The fair, which is in its 47th year, coincides with the 450th anniversary of Shakespeare's birth, according to organizers. Thousands of book lovers are expected to attend the event, which runs through Sunday at the Pasadena Convention Center.
Other items on display include a 17th century Shakespeare copy valued at $625,000, handwritten song lyrics by Paul McCartney and Bob Dylan, and books signed by Charles Dickens, Mark Twain, Ernest Hemingway and Jack Kerouac.
Memorabilia from the 1932 Olympic Games in Los Angeles and first editions of children's classics such as The Cat in the Hat, are also on display.
The books, manuscripts, autographs and photographs showcase five centuries of printing, as well as original manuscripts that predate the Gutenberg Bible, according to Michael R. Thompson, Book Fair chair of the Southern California Chapter of the Antiquarian Booksellers' Association of America, which organizes the event.
Attendees will also find a special exhibit honoring Shakespeare called “What Shakespeare Ate” and seminars exploring collecting.

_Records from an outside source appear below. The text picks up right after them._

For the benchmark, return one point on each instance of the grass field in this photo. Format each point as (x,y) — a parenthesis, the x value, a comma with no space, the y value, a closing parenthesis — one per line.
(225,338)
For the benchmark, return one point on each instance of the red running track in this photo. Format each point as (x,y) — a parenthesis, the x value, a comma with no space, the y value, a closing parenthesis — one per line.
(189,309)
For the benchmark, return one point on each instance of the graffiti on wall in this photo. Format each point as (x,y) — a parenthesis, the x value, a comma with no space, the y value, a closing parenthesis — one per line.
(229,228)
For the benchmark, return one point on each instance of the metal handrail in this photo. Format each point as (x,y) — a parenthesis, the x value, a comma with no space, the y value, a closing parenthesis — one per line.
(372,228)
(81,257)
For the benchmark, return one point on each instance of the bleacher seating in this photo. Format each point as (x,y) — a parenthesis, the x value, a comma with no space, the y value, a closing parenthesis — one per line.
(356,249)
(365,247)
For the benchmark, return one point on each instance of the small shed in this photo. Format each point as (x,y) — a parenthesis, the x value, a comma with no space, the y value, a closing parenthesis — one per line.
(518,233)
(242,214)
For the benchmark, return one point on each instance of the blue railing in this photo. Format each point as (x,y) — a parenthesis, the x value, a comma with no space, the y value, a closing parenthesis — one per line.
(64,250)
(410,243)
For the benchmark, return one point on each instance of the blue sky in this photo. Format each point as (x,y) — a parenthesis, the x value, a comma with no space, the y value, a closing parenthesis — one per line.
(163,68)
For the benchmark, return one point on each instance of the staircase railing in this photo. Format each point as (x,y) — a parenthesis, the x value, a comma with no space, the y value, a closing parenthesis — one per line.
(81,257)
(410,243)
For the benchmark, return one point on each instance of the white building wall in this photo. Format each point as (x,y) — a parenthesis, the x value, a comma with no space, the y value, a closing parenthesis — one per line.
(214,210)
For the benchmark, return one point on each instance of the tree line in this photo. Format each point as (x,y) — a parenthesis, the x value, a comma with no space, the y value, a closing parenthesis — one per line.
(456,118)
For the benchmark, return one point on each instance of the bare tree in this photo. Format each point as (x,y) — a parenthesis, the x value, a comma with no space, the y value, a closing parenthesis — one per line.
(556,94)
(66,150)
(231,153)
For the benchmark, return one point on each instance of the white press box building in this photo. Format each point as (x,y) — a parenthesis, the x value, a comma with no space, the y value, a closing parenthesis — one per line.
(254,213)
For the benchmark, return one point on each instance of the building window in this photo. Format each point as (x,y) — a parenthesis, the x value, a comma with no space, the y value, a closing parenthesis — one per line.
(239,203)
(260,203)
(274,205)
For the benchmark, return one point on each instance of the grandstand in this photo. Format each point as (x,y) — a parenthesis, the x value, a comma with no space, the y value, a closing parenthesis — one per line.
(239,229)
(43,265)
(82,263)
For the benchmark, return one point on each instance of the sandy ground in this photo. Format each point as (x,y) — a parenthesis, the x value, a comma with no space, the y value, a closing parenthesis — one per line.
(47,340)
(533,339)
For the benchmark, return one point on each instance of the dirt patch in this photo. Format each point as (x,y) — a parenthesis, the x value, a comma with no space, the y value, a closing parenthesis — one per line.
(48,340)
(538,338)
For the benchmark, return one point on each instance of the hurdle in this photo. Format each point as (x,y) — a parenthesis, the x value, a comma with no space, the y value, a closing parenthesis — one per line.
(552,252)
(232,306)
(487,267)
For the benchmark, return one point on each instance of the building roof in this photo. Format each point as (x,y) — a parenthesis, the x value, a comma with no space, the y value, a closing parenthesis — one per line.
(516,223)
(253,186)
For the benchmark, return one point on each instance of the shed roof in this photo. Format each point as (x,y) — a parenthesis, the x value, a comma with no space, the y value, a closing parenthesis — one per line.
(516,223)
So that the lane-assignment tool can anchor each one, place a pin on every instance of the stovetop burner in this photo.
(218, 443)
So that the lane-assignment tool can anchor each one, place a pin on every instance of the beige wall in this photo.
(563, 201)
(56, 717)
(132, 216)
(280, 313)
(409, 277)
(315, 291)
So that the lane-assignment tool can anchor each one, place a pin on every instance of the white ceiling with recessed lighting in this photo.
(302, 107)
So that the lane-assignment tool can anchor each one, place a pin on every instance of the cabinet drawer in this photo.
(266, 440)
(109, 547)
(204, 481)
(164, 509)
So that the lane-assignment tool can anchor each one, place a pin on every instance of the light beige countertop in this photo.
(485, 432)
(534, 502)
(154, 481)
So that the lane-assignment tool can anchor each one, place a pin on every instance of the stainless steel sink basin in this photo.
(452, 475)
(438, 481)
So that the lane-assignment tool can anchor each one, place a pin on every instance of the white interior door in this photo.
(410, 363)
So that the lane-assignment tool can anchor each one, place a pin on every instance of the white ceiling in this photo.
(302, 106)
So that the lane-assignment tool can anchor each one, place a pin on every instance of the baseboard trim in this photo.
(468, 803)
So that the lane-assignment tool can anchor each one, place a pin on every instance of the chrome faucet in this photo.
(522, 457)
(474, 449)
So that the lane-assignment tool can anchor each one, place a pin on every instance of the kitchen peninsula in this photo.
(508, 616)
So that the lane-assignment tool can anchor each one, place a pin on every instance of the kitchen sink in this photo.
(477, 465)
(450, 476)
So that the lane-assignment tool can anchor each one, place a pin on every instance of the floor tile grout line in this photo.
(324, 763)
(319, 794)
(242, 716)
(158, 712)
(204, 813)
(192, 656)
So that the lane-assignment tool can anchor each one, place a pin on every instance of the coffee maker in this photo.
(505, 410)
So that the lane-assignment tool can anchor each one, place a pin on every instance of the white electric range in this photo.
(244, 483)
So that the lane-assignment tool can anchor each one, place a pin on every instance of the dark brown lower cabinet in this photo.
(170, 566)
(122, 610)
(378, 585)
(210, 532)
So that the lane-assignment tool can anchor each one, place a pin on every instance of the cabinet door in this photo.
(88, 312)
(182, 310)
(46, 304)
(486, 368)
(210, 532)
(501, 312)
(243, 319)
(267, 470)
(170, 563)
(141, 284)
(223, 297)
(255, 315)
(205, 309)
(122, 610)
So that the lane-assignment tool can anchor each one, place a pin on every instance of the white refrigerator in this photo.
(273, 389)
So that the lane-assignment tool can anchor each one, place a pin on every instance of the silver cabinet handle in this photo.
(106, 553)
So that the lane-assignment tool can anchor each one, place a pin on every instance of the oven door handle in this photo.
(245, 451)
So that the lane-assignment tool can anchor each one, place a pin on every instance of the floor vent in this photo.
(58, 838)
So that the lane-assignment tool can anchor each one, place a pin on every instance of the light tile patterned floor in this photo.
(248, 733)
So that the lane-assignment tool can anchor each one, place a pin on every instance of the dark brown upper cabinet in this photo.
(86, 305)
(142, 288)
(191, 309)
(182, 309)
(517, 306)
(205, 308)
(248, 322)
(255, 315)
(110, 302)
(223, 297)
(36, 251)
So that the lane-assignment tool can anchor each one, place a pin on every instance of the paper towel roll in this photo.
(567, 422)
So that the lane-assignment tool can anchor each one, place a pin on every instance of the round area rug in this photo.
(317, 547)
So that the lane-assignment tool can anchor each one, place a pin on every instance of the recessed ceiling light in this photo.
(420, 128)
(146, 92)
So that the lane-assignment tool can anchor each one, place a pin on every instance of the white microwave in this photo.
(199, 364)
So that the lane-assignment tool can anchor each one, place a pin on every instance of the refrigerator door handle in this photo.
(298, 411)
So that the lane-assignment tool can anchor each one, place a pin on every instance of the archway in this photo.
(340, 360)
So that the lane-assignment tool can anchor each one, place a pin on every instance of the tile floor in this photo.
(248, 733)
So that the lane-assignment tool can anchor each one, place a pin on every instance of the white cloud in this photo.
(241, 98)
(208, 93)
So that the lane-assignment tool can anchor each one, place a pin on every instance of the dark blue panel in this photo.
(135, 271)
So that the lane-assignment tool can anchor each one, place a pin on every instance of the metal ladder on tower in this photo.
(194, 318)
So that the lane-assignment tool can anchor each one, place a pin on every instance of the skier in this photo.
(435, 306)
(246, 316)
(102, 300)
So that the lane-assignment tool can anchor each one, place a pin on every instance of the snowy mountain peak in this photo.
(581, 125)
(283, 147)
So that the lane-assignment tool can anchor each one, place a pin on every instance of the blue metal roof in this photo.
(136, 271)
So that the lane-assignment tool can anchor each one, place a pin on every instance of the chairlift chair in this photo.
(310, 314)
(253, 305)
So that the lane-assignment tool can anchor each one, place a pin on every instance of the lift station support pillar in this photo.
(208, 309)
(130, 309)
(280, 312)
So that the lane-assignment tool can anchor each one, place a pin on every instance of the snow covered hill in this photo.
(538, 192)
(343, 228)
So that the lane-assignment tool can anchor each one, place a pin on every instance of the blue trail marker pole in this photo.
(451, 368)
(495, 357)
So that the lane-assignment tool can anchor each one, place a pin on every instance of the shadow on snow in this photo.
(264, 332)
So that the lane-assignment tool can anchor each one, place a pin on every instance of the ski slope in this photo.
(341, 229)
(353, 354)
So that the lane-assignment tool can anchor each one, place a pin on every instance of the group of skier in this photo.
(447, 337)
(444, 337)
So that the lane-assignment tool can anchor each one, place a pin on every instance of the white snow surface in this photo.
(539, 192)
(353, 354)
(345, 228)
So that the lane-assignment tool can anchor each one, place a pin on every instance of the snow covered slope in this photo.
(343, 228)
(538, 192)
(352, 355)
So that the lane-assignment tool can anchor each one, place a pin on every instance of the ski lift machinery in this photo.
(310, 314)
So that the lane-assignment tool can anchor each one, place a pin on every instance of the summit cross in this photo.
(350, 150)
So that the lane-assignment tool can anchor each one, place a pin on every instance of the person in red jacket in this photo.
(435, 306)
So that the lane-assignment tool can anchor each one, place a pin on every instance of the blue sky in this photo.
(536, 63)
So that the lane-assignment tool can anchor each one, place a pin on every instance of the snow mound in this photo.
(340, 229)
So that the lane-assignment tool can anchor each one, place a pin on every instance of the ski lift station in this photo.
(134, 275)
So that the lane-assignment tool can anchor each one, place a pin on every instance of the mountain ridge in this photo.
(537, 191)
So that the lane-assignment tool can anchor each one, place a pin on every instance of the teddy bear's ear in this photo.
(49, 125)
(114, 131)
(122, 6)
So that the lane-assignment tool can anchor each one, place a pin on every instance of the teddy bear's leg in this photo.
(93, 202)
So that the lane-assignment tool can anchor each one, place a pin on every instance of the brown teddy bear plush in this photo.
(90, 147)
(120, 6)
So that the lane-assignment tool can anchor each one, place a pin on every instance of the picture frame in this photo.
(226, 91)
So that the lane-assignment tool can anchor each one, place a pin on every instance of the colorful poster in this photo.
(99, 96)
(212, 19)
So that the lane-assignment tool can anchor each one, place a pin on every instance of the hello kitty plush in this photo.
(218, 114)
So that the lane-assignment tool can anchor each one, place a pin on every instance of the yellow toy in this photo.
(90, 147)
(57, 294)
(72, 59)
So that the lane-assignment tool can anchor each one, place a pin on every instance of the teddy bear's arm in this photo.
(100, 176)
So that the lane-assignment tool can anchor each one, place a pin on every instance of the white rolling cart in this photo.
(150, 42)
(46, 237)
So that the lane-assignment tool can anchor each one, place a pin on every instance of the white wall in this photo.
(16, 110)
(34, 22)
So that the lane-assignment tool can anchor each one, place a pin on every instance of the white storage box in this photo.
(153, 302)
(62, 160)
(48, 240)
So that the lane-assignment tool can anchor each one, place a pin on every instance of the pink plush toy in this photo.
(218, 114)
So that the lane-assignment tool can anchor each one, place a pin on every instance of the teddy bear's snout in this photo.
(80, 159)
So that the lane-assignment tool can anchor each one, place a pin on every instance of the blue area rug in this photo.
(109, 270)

On one day of the fair, attendees can bring in their books to be examined by experts for free.
“Because of Shakespeare's enduring influence on literature and the arts, we couldn't let this milestone birthday pass without celebrating his genius,” Thompson said.
Book Fair hours are 3 to 8 p.m. today; 11 a.m. to 7 p.m. Saturday; and 11 a.m. to 5 p.m. Sunday. Tickets bought today cost $25 and provide three-day admission.